Plus tard dans la journée, je suis de nouveau dérangée. Je ne sais pas ce qui me vaut toutes ces visites, mais cela risque de vite m'agacer si elles se multiplient. Je stoppe ce que je suis en train de faire et descends au rez-de-chaussée pour ouvrir quand on frappe à nouveau.
« Voilà, j'arrive, une minute.
J'ouvre la porte et suis surprise de me trouver face à Elmire, le fils du chasseur.
— Bonjour, Luxilie.
— Bonjour, Elmire. Que me vaut ta visite ?
— J'ai croisé Yolain au village. Il m'a expliqué que tu étais inquiète au sujet des loups. Alors, je me suis dit que je pourrais venir vérifier pour te rassurer.

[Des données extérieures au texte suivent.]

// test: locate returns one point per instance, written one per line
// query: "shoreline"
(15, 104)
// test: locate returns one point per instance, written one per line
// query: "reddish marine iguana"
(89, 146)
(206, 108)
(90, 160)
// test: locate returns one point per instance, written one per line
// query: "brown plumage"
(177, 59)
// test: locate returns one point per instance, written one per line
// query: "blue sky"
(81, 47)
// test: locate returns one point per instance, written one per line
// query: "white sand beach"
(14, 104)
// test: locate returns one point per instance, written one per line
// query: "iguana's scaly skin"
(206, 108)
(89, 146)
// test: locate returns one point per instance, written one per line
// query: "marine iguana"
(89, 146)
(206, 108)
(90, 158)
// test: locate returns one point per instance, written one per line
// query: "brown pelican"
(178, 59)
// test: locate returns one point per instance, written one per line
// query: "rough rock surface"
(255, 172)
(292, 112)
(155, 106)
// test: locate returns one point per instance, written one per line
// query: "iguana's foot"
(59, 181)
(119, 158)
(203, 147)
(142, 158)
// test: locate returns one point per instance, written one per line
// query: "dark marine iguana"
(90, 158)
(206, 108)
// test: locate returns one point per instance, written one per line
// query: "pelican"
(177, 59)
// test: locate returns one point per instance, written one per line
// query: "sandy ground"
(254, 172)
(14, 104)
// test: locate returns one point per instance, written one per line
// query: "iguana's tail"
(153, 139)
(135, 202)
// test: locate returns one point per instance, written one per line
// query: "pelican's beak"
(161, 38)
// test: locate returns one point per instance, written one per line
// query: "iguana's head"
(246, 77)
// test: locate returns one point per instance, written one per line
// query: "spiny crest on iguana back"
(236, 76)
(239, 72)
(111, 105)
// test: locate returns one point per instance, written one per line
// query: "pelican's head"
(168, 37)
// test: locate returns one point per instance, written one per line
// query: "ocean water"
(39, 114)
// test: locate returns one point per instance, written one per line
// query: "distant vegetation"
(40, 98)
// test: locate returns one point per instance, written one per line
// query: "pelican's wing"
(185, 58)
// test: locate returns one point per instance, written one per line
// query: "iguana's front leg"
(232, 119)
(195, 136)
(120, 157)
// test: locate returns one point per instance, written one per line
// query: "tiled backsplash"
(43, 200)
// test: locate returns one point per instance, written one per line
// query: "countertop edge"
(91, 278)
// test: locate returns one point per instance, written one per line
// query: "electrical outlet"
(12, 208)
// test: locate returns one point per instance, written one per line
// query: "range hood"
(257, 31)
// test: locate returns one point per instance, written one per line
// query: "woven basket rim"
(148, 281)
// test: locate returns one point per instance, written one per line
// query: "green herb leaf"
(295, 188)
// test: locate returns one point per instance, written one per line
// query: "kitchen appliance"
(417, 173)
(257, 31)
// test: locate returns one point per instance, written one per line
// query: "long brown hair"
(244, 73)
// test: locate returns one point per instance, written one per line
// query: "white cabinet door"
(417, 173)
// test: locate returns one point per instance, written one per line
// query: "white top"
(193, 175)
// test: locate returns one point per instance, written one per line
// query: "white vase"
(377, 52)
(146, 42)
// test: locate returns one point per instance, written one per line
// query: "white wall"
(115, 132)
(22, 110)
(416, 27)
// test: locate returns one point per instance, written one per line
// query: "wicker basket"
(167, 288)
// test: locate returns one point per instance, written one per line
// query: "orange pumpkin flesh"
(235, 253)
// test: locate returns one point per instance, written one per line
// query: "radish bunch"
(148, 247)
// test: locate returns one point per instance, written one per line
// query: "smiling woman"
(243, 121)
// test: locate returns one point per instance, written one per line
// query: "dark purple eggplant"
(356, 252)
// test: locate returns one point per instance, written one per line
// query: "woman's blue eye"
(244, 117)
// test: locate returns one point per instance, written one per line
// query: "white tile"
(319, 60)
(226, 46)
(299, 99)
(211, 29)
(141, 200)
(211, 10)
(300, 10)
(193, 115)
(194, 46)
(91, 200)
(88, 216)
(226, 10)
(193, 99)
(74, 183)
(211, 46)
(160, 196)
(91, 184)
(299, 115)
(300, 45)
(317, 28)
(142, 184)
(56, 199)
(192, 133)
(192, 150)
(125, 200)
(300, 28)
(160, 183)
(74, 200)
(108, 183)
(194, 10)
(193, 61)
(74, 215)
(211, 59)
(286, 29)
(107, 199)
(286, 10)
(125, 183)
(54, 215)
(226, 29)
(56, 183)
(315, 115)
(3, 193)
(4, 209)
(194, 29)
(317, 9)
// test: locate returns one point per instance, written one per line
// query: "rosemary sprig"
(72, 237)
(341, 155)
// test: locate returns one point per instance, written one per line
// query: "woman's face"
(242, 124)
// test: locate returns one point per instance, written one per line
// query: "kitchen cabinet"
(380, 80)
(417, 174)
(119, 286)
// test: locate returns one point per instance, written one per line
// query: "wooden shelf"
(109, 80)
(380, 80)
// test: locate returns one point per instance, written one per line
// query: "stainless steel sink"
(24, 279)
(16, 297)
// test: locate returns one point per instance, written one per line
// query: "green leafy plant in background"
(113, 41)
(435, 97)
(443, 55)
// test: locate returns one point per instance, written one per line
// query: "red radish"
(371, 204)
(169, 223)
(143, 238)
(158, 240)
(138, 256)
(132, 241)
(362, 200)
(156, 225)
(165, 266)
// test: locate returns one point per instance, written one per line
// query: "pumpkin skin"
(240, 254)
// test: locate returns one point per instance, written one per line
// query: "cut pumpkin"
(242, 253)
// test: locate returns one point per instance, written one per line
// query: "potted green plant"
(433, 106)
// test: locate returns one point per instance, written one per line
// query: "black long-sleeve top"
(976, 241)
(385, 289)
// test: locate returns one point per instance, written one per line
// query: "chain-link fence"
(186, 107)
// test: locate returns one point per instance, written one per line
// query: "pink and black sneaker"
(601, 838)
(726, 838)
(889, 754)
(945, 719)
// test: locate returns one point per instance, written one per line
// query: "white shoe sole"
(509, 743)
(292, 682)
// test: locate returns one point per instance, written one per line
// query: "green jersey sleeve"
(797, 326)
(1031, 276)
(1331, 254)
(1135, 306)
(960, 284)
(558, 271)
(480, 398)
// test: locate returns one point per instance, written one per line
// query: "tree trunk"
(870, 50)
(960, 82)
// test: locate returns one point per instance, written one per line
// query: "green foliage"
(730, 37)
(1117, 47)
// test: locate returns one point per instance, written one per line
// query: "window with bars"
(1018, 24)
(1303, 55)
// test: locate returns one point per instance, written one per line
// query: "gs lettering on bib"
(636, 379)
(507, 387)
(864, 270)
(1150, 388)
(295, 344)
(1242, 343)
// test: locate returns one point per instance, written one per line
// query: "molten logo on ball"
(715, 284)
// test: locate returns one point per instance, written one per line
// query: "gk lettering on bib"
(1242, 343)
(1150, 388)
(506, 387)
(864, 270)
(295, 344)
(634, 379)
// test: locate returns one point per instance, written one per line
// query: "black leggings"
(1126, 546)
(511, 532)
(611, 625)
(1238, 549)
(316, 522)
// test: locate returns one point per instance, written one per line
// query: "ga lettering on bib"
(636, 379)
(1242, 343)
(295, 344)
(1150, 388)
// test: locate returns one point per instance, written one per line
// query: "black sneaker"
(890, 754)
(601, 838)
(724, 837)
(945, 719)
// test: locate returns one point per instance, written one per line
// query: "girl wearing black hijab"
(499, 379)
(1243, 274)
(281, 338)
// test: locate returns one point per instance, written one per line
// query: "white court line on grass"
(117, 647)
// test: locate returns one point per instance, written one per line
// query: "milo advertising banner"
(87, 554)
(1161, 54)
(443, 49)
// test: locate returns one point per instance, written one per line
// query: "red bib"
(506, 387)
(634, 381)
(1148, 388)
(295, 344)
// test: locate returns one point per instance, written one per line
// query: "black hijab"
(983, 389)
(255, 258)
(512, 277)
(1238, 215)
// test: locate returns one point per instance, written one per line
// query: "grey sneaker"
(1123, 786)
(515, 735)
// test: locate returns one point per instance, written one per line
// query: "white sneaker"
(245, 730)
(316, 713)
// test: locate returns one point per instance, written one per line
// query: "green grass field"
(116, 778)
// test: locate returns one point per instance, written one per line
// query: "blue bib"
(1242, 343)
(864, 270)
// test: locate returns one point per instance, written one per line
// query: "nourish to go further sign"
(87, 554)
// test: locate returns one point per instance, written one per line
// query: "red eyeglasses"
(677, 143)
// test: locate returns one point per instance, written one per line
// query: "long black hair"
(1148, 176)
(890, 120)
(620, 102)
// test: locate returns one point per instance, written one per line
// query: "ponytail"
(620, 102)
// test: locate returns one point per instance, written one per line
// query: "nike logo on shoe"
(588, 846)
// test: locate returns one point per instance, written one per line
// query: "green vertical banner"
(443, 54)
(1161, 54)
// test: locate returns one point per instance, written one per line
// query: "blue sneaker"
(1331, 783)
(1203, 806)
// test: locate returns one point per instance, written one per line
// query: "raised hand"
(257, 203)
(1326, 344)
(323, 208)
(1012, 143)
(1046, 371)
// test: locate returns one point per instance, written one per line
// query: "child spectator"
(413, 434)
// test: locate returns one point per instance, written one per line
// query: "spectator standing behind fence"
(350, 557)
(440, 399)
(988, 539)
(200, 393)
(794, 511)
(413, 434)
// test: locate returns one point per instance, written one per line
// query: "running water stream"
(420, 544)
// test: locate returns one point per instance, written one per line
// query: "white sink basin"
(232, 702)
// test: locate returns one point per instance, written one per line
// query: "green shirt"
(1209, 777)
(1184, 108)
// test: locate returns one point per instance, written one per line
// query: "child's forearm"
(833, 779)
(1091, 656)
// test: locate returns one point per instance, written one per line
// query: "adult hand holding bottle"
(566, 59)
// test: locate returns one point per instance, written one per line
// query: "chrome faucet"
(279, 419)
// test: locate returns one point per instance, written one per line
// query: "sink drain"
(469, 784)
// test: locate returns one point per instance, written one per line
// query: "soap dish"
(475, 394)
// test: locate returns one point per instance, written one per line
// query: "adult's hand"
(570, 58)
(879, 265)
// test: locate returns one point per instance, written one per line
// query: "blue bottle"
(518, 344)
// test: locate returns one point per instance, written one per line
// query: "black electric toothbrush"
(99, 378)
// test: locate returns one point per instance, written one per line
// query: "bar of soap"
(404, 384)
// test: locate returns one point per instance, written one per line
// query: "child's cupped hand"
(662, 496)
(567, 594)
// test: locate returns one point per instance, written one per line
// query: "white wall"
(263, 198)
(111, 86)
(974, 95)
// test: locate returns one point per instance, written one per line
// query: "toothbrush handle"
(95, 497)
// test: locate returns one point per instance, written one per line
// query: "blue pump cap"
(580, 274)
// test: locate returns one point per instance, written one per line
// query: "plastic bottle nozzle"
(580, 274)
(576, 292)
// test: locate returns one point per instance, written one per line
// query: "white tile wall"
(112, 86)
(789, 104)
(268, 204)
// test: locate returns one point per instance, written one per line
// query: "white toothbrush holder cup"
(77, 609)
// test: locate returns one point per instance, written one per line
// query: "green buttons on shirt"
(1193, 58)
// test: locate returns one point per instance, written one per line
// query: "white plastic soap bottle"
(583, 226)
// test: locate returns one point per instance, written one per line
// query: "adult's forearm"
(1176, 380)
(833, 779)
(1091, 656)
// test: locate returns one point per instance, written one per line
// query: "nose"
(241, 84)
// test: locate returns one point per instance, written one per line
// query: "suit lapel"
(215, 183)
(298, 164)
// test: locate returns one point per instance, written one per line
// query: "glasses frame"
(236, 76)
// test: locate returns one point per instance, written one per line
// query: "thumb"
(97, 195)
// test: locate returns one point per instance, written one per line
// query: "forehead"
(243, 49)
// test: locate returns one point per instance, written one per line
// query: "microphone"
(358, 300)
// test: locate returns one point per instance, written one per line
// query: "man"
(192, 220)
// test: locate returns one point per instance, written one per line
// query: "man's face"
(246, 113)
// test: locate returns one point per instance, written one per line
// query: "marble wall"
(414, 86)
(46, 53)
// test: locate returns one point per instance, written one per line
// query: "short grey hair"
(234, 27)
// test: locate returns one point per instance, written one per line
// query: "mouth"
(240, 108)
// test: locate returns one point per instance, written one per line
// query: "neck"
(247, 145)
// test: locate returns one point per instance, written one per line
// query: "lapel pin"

Je note dans un coin de ma tête de frapper mon cher ami quand je le croiserai.
— C'est gentil, mais ce n'est pas la peine. Tout va bien, aucun animal à l'horizon.
— Tu es sûre ? Je préfèrerai vérifier quand même si tu n'y vois aucun inconvénient.
Mon cerveau tourne à plein régime pour trouver une excuse crédible pour le congédier. Seulement, Elmire est plus rapide que moi.
— J'en ai pour une minute.
Ne sachant que dire, j'abdique.
— D'accord, suis-moi.
J'attrape un châle et l'invite à me suivre à l'arrière de la maison.
— Je vais vérifier s'il y a des traces. Attends-moi ici.
La panique s'insinue immédiatement en moi. Je sais que des loups rôdent, mais je ne veux pas pour autant que les chasseurs les abattent. Si ces animaux avaient vraiment eu envie d'attaquer, ils l'auraient fait depuis longtemps.
— C'est vraiment nécessaire ? Je t'assure, je n'ai rien vu.
Elmire se tourne vers moi et adopte des airs d'experts prétentieux.
— Tu sais, ces animaux sont de vraies bêtes sauvages. Il ne faut pas leur laisser le temps de s'approcher sinon ils n'hésiteront pas à t'attaquer. Il suffit de voir ce qu'ils ont fait au pauvre gosse des Theillier.
— Je croyais que vous n'aviez pas réussi à déterminer de quel animal il s'agissait et il n'y avait aucun loup dans ceux que vous avez attrapé pendant les battues.
— Justement ! C'est bien la preuve que ces bestioles sont dangereuses.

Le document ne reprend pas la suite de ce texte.